Les dinosaures aussi ont souffert de cancers, selon des chercheurs belges

Les dinosaures aussi ont souffert de cancers, selon des chercheurs belges
AFP

Des chercheurs de l’Université de Liège et de la VUB ont démontré que les sauropodes, les plus grands dinosaures ayant vécu sur Terre, étaient enclins à développer des maladies osseuses comme des cancers, indique l’ULiège dans un communiqué lundi. Les résultats sont publiés dans le journal scientifique Philosophical Transactions B.

Des os avaient été récoltés précédemment par le Dr. Koen Stein, paléontologue à la VUB et co-auteur de l’étude. « Lorsque j’ai prélevé ces os de dinosaures en 2008 pour ma recherche doctorale sur la croissance osseuse chez les sauropodes, j’ai remarqué qu’ils présentaient des tissus osseux aberrants, mais je n’ai jamais eu le temps de les décrire et de les analyser en détail », précise ce dernier.

En étudiant ces échantillons d’os donc, l’équipe, menée par Benjamin Jentgen-Ceschino, doctorant à l’ULiège, a conclu que le cancer et autres conditions tumorales et infectieuses ne sont pas des pathologies récentes.

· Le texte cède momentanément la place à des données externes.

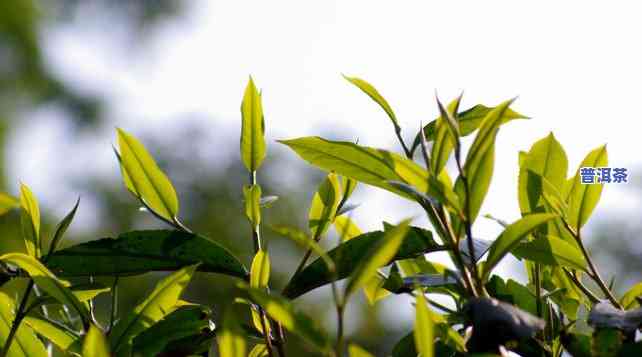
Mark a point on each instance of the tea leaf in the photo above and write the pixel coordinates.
(511, 236)
(584, 198)
(230, 339)
(469, 120)
(7, 202)
(139, 252)
(252, 194)
(628, 300)
(324, 206)
(176, 334)
(62, 338)
(148, 181)
(30, 221)
(372, 92)
(351, 253)
(424, 334)
(551, 250)
(252, 128)
(356, 351)
(377, 256)
(95, 344)
(61, 228)
(260, 270)
(48, 282)
(368, 165)
(158, 304)
(26, 343)
(294, 321)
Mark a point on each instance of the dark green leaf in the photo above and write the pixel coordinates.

« Nous avons trouvé différents types d’affections », explique Benjamin Jentgen-Ceschino. Ainsi, dans un échantillon de Thaïlande d’Isanosaurus du Jurassique inférieur, soit il y a environ 200 millions d’années, « nous n’avons pas observé de croissance de l’animal au-delà du développement de fines spicules – tissus osseux à la forme d’épines au développement perpendiculaire anormal à la surface externe de l’os – ce qui signifie que l’animal est mort peu de temps après ». Ces spicules sont typiquement associées à des tumeurs osseuses malignes et « correspondent donc à l’hypothèse du développement d’un cancer osseux malin chez cet individu ».

D’autes échantillons semblent montrer que certains animaux auraient, eux, survécu à la maladie. « Il peut s’agir d’une réaction à une tumeur bénigne ou d’une infection virale. »

Des pathologies osseuses telles que des cancers existent et se propagent donc depuis des centaines de millions d’années, révèlent ces recherches. « Cette étude montre également que de nombreuses pathologies fossiles sont probablement passées inaperçues jusqu’à présent », conclut encore Valentin Fischer (ULiège).